How Seychelles ocean plants could help tackle climate change
A study published in the Royal Society's flagship biological research journal says seagrasses capture carbon at a rate 35 times quicker than rainforests. If undisturbed, they can hold carbon for thousands of years, far longer than terrestrial plants. They thereby play the role of a natural carbon sink.
They account for 10% of the ocean's total burial of carbon, despite covering less than 0.2% of the ocean floor, a report in the scientific journal Nature Geoscience said.
But the total amount of seagrass is declining, creating the risk of this marine plant going extinct soon, according to researchers in the US.
At last month's COP27 climate conference in Egypt, activists and international bodies called for a greater drive to protect and use these nature-based solutions to combat climate change.

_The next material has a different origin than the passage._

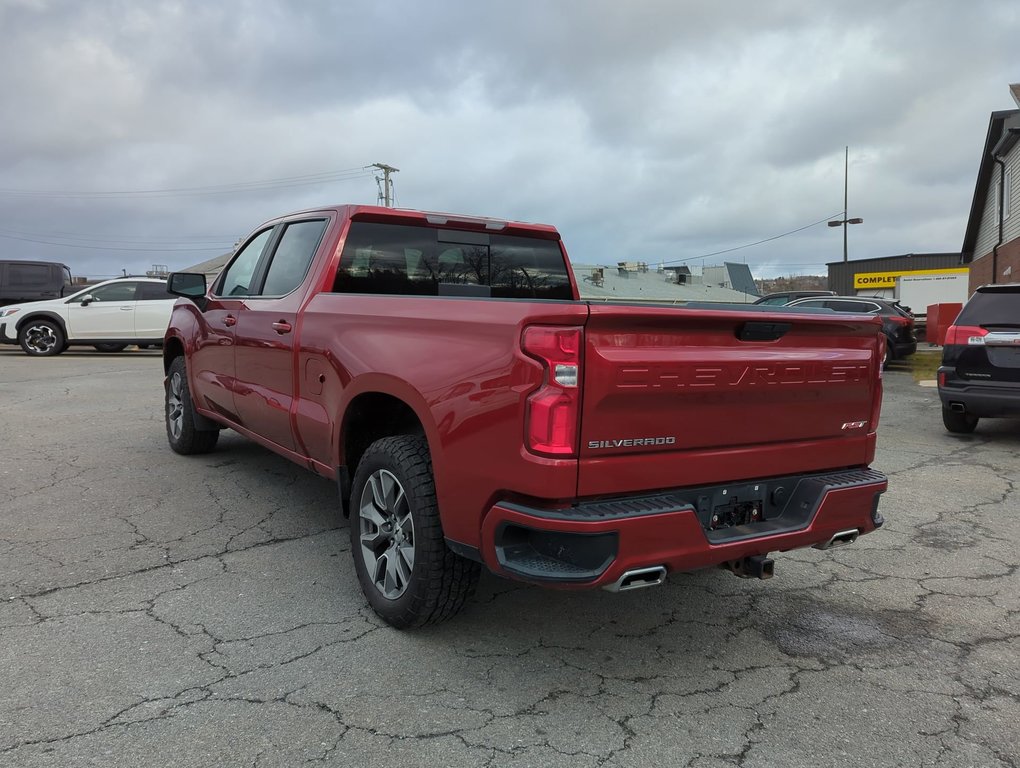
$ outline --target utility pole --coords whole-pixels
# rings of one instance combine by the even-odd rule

As a nation made up of 115 low-lying islands, Seychelles is extremely vulnerable to the effects of climate change but around those islands, there is enough seagrass to fill hundreds of thousands of football pitches.
This year it became one of the first countries to accurately map all of its seagrass ecosystems nationwide.
Samples from its seagrasses and mangroves are being analysed to calculate how much carbon they store over time. Such carbon held in coastal wetlands and their sediment is referred to as "blue carbon" - as opposed to "green carbon" held in plants on land.